1. Start doing WW properly again instead of vague point calculations in my head. Write it down. Plan my meals. Eat well most of the time.
2. Manage my energy levels - which means exercise yes but also more meditation and quick naps when I get home so that I then have energy to write and exercise.
3. Stop thinking I don't have enough time. I do. I have lots of time. I tend to think I have to hoard time for writing or something. I don't. I have enough time to write and do other things. And doing other things will help the writing.

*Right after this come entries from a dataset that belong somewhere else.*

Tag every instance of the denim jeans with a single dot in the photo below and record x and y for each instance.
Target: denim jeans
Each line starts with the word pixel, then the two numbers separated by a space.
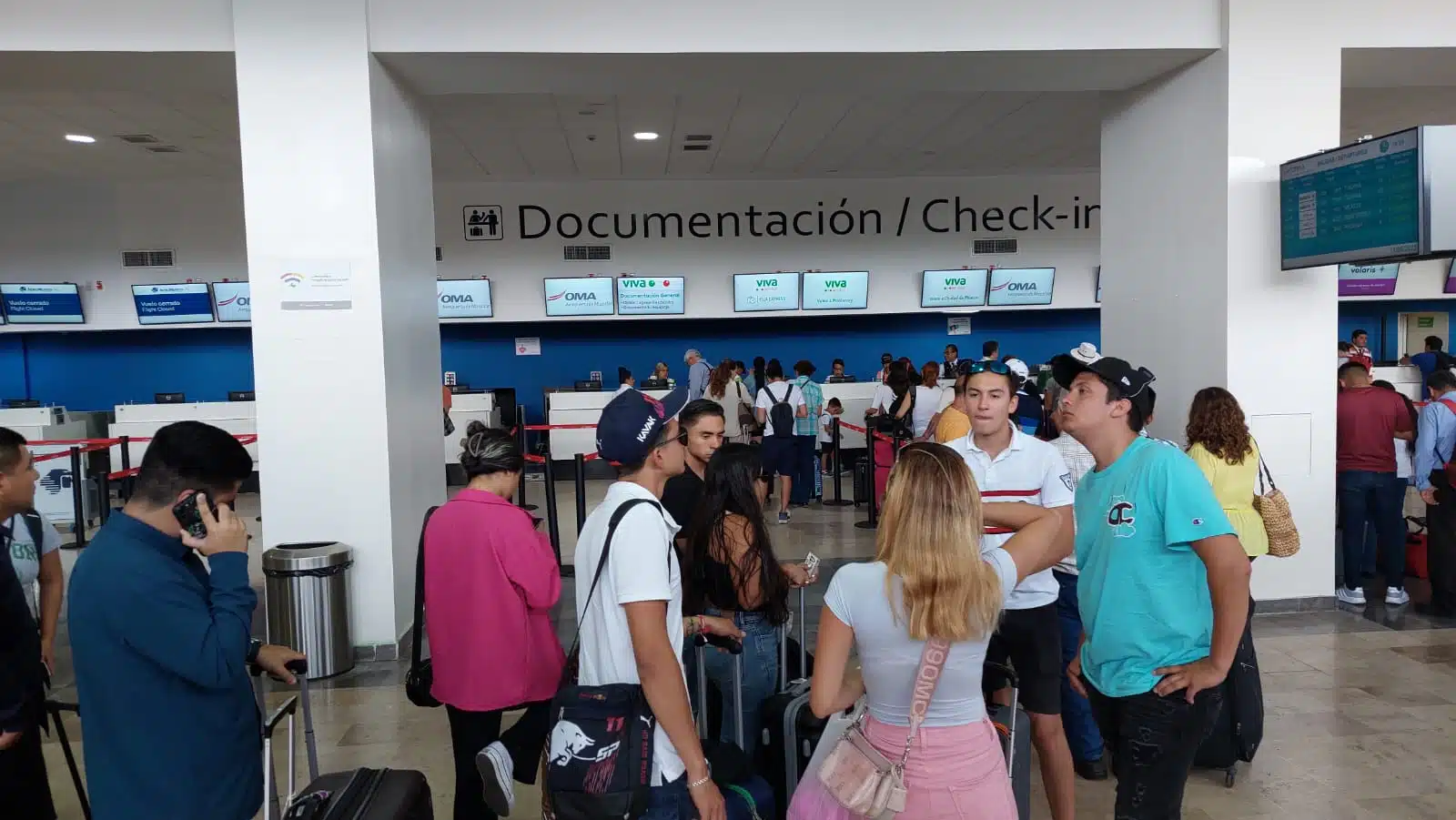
pixel 1154 740
pixel 1376 500
pixel 670 801
pixel 1077 714
pixel 761 673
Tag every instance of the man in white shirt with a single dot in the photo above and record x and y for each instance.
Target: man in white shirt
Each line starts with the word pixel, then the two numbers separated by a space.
pixel 1012 466
pixel 779 443
pixel 632 626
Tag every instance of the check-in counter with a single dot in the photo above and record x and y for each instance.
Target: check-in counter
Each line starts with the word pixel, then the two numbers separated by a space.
pixel 143 421
pixel 1407 379
pixel 53 491
pixel 463 410
pixel 570 407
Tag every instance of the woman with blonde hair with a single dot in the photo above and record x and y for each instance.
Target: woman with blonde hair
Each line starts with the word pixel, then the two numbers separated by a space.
pixel 929 580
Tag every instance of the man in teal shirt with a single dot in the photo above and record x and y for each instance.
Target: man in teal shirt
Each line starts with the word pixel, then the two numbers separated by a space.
pixel 1164 587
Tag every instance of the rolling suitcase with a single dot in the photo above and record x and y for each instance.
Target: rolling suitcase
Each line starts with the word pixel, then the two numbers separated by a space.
pixel 746 795
pixel 360 794
pixel 790 728
pixel 1239 728
pixel 1014 728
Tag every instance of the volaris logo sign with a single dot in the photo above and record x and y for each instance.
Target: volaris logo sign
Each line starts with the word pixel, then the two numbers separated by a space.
pixel 953 289
pixel 764 291
pixel 652 296
pixel 587 296
pixel 1021 286
pixel 836 290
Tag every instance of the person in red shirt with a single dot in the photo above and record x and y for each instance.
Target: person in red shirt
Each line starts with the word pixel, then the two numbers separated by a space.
pixel 1368 421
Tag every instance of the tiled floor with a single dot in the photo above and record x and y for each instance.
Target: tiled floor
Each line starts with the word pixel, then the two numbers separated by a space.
pixel 1360 710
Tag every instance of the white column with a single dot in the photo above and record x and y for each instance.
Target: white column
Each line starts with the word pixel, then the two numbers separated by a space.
pixel 337 188
pixel 1191 281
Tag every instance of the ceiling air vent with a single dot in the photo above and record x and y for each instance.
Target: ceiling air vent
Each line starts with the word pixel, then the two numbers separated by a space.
pixel 987 247
pixel 147 258
pixel 587 252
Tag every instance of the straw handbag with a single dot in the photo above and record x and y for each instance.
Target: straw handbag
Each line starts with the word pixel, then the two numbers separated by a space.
pixel 1279 521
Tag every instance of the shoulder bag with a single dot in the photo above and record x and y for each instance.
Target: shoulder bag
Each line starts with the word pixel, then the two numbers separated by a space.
pixel 863 779
pixel 599 761
pixel 1279 521
pixel 421 676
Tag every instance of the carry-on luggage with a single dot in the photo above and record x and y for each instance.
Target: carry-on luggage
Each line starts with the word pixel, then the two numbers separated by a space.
pixel 360 794
pixel 746 795
pixel 1239 728
pixel 790 728
pixel 1014 728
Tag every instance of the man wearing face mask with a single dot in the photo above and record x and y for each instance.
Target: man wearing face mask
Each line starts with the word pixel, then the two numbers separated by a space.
pixel 162 641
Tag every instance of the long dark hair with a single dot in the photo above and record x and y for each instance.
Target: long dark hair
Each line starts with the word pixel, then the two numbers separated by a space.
pixel 1216 421
pixel 728 490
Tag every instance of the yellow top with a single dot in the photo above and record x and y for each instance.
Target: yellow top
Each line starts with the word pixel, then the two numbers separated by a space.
pixel 954 424
pixel 1235 487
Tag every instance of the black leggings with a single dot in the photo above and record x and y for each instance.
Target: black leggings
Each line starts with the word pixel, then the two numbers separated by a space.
pixel 472 732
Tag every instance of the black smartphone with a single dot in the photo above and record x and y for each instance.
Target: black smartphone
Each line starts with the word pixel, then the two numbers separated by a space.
pixel 191 519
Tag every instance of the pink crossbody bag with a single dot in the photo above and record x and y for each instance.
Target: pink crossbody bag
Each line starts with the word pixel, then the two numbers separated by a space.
pixel 863 779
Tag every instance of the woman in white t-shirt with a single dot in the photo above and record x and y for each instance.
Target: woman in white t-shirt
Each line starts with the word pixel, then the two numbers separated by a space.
pixel 929 579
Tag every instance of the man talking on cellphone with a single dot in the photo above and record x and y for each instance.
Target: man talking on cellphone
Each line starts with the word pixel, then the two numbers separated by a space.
pixel 162 641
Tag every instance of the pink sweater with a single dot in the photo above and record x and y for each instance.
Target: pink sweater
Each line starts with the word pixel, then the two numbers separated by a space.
pixel 490 584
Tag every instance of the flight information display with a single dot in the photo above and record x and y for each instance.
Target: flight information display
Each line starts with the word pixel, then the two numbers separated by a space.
pixel 1354 204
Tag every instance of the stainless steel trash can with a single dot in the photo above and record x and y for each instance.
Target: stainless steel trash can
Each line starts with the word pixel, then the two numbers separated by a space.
pixel 306 589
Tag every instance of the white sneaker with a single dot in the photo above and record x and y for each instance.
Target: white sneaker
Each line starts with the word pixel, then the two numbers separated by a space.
pixel 499 775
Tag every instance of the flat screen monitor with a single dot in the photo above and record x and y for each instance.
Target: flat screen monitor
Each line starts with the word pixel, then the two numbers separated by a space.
pixel 57 303
pixel 836 290
pixel 232 302
pixel 1368 280
pixel 586 296
pixel 953 289
pixel 652 296
pixel 1021 286
pixel 754 293
pixel 465 299
pixel 172 303
pixel 1359 203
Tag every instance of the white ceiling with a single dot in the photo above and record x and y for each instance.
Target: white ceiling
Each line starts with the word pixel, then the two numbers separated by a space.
pixel 769 116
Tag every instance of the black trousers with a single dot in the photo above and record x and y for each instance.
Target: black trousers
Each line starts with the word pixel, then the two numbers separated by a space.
pixel 1154 742
pixel 25 793
pixel 1441 545
pixel 472 732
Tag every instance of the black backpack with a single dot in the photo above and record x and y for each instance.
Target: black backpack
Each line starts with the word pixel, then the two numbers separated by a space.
pixel 781 414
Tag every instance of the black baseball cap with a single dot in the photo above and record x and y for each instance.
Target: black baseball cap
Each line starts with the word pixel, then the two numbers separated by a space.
pixel 632 421
pixel 1135 382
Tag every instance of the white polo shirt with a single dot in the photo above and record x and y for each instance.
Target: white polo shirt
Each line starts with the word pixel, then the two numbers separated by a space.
pixel 1031 471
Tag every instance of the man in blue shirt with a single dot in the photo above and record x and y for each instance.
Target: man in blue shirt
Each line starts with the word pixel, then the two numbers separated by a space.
pixel 162 645
pixel 1164 589
pixel 1434 440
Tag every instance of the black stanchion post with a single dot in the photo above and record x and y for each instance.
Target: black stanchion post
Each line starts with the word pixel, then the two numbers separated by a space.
pixel 839 491
pixel 873 521
pixel 581 491
pixel 77 499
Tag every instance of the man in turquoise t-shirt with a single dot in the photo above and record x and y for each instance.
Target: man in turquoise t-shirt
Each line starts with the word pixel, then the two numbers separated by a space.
pixel 1164 587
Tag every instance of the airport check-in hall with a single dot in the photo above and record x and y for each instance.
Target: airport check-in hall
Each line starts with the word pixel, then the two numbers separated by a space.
pixel 309 226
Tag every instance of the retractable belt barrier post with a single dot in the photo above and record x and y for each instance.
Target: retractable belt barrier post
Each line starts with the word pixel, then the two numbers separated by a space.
pixel 839 491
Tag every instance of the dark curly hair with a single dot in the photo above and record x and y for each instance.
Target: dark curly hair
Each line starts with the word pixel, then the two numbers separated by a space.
pixel 1218 422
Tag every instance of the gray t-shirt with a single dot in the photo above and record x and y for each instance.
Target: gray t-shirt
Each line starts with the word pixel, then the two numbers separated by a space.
pixel 890 659
pixel 26 557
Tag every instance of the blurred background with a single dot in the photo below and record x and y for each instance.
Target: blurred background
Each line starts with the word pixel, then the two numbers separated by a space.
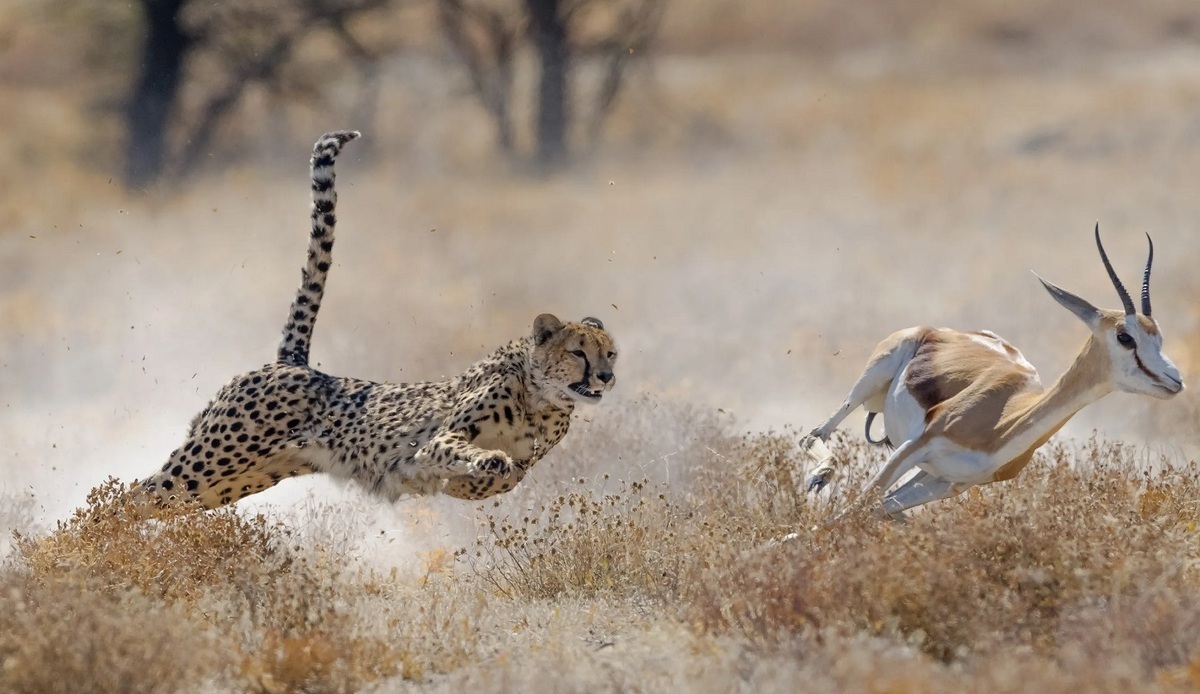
pixel 749 193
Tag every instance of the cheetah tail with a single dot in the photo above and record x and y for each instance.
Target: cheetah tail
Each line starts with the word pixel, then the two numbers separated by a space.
pixel 303 313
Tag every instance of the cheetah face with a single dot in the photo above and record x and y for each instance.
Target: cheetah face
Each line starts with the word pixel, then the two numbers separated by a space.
pixel 573 362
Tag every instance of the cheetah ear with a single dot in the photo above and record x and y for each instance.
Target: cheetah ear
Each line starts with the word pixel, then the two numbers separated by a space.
pixel 544 327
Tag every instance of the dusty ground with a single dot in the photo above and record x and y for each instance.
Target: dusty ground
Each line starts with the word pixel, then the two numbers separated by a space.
pixel 757 222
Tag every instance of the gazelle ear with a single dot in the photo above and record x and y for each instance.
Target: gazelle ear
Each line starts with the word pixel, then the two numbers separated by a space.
pixel 1077 305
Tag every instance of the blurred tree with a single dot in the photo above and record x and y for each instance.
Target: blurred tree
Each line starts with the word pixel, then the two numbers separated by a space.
pixel 486 34
pixel 163 49
pixel 233 46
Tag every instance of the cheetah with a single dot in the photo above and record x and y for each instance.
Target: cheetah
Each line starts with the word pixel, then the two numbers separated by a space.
pixel 471 436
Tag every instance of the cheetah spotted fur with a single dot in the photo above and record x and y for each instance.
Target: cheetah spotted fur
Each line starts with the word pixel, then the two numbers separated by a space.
pixel 472 436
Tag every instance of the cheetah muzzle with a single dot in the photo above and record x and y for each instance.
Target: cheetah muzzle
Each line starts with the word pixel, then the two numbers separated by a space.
pixel 471 436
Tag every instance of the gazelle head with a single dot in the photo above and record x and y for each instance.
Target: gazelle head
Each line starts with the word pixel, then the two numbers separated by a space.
pixel 1132 340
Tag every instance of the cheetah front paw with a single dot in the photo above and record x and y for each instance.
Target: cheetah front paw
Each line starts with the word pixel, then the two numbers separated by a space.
pixel 496 464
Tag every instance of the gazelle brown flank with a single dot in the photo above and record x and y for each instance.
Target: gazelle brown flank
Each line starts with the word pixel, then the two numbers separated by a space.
pixel 966 408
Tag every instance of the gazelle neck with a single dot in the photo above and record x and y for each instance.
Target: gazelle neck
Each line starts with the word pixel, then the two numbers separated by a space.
pixel 1042 414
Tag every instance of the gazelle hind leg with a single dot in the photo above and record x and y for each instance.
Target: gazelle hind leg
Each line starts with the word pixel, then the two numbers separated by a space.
pixel 903 459
pixel 871 389
pixel 922 489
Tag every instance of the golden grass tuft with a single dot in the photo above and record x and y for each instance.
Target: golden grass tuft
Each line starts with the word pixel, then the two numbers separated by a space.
pixel 1089 557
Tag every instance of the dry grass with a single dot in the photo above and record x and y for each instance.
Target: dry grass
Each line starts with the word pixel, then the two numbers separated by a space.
pixel 1083 573
pixel 748 233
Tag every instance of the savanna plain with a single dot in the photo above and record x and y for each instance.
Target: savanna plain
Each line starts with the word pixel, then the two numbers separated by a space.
pixel 774 192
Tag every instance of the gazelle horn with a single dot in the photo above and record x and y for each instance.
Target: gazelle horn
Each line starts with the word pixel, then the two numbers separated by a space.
pixel 1145 279
pixel 1113 275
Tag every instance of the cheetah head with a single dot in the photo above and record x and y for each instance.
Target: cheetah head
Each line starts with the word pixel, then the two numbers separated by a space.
pixel 573 362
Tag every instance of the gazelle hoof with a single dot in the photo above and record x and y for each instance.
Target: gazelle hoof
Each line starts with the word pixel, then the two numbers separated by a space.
pixel 819 479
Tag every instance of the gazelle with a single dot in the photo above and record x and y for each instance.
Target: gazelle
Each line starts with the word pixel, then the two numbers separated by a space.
pixel 966 408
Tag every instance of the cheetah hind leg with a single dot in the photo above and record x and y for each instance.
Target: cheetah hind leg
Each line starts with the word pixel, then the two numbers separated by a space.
pixel 213 485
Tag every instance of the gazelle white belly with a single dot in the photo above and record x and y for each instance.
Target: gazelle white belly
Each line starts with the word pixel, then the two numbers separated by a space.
pixel 903 418
pixel 947 460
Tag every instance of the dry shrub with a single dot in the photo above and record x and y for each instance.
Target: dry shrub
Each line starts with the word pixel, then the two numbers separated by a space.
pixel 57 638
pixel 581 543
pixel 175 554
pixel 285 612
pixel 1003 566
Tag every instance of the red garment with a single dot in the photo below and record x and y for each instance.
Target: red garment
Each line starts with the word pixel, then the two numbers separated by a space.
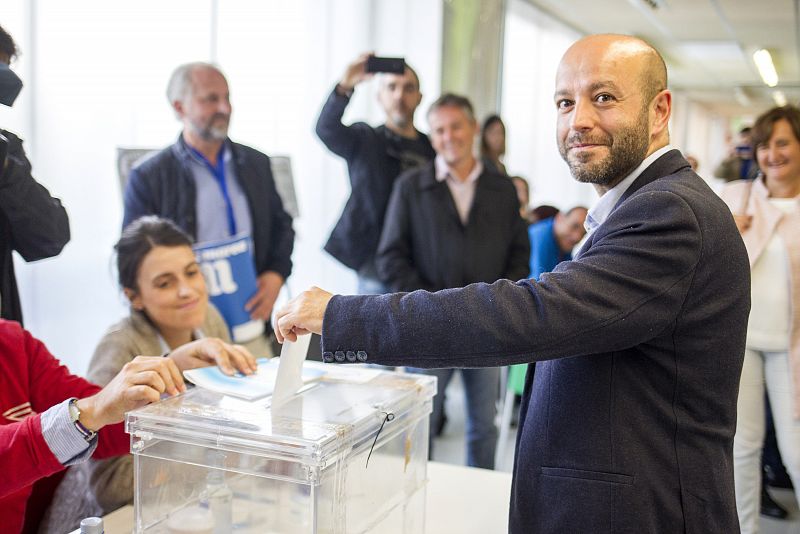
pixel 31 381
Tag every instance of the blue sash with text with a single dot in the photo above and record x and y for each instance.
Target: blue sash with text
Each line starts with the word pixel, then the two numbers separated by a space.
pixel 229 270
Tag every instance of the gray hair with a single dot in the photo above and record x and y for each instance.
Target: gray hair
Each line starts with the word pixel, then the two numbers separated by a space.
pixel 454 101
pixel 180 87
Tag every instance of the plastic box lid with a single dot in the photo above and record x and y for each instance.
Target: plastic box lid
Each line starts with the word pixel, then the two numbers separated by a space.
pixel 345 408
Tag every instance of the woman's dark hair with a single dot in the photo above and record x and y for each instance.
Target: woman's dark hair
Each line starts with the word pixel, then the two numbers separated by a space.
pixel 491 119
pixel 7 45
pixel 139 238
pixel 765 124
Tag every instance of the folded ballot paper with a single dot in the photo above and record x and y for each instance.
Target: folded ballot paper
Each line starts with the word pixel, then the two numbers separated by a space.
pixel 279 377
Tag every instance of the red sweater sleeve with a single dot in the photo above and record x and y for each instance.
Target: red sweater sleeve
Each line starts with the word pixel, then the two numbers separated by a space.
pixel 29 373
pixel 24 455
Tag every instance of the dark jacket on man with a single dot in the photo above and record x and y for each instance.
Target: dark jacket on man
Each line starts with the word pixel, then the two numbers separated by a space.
pixel 425 245
pixel 629 412
pixel 31 222
pixel 374 164
pixel 163 186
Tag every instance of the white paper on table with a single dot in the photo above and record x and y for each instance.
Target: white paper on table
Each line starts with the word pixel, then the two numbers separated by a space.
pixel 290 369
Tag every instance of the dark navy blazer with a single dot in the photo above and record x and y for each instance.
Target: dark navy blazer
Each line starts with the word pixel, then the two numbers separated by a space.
pixel 629 413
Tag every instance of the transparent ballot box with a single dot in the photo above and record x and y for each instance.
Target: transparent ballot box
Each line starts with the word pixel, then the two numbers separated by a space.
pixel 346 454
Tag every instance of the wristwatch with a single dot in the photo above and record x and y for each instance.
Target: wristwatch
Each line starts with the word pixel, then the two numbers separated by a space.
pixel 75 417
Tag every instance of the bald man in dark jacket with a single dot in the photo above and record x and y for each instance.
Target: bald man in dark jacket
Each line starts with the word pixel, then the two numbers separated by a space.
pixel 629 412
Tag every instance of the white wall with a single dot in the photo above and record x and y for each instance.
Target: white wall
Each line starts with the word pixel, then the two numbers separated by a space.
pixel 95 74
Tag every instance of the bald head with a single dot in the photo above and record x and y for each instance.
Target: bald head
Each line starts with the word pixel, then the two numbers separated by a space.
pixel 635 56
pixel 613 107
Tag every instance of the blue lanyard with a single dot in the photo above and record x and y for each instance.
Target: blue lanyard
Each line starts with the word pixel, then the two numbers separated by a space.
pixel 218 171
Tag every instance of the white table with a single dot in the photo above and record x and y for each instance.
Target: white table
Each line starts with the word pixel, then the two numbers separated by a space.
pixel 460 500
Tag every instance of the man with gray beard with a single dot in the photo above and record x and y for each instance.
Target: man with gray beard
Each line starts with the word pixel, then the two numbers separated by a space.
pixel 629 409
pixel 219 192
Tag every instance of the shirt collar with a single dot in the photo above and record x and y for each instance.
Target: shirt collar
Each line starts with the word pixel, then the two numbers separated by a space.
pixel 443 170
pixel 605 204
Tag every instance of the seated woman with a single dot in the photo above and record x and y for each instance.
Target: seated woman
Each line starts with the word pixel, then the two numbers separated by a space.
pixel 169 308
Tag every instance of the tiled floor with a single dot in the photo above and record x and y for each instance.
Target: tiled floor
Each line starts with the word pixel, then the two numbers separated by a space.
pixel 449 448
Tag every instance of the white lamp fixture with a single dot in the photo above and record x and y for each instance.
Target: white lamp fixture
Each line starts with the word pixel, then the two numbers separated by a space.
pixel 766 68
pixel 779 98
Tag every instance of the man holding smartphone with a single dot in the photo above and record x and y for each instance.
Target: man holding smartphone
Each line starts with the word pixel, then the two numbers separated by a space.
pixel 740 164
pixel 375 158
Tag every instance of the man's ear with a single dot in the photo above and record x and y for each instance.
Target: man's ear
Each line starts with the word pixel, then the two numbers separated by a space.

4. Get fit. This is the hard one. I'm going back to pilates next week so that's the easy part. The hard part for me is always, always, always, the cardio. I have a big old "I don't like cardio" tape in my head. Which is just plain wrong because I do like it once I get going. I just need the "how to get going" part. None of my friends live close enough to be regular exercise buddies, so it's just me. And, quite frankly, I need to get it through my head that "just me" is the most important reason to exercise. I could get a dog but I'm not home enough really and the cats have reached elder statescat age (grey cat is 14, orange cat will be that early next year) where I think introducing a dog at this point would just be unfair. So it really is just me and my excuses. So I need to start small. Small walks. The same "just do ten minutes" technique I use on the writing.
5. Give up a couple of obvious bad habits. I gave up diet coke and caffeine for the naturopath. The no caffeine thing has slipped a bit during the travel and return to work. Trouble is, given I'm not a coffee drinker and I don't really like tea, I tend to drink Coke which is way too much sugar. It would be okay if I could do one a week but one a week slips to one a day then two a day and then it's not good. I don't want to go back to diet coke because really I think the aspartame had a lot to do with how bad I was feeling. So get off the caffeine again and train myself to drink something non-Coke/non-aspartame for energy when I really need it. The other one is chocolate. Prior to the naturopath I'd pretty much given up regular chocolate eating. I'd buy a bar now and then but it wasn't something I had in the house very often. But during the crazy naturopath diet, dark chocolate was one of the few treats I was allowed and I've gotten somewhat addicted. Which means I'm eating 100g or 200g of chocolate a week that I wasn't before. Even if it is the 70% cocoa kind, there's still a whack of fat and sugar in that.. So back to one small block (aka the 35g ones) a week I think.
6. Take another look at some FlyLady routines to keep the house feeling like it's under control and help with the 'no time, no time' feeling. I did Flylady for about a year at one point but it's one of the balls that got dropped but I'm slowly rebuilding my work week routines post holiday, so I think this is a good time to look at it again.
7. Be kind to myself. I'm not going to be perfect at this. I'm going to fall off the wagon now and then but I need to let that go and just get back on. I have lots of good cheerleaders to help me so I need to be a cheerleader for myself. Work with my strengths so it all works for me.
And man, this has turned out to be long and rambling. But it needed to get out of my head and written down. Having achieved that and a short walk this morning, I can just keep going.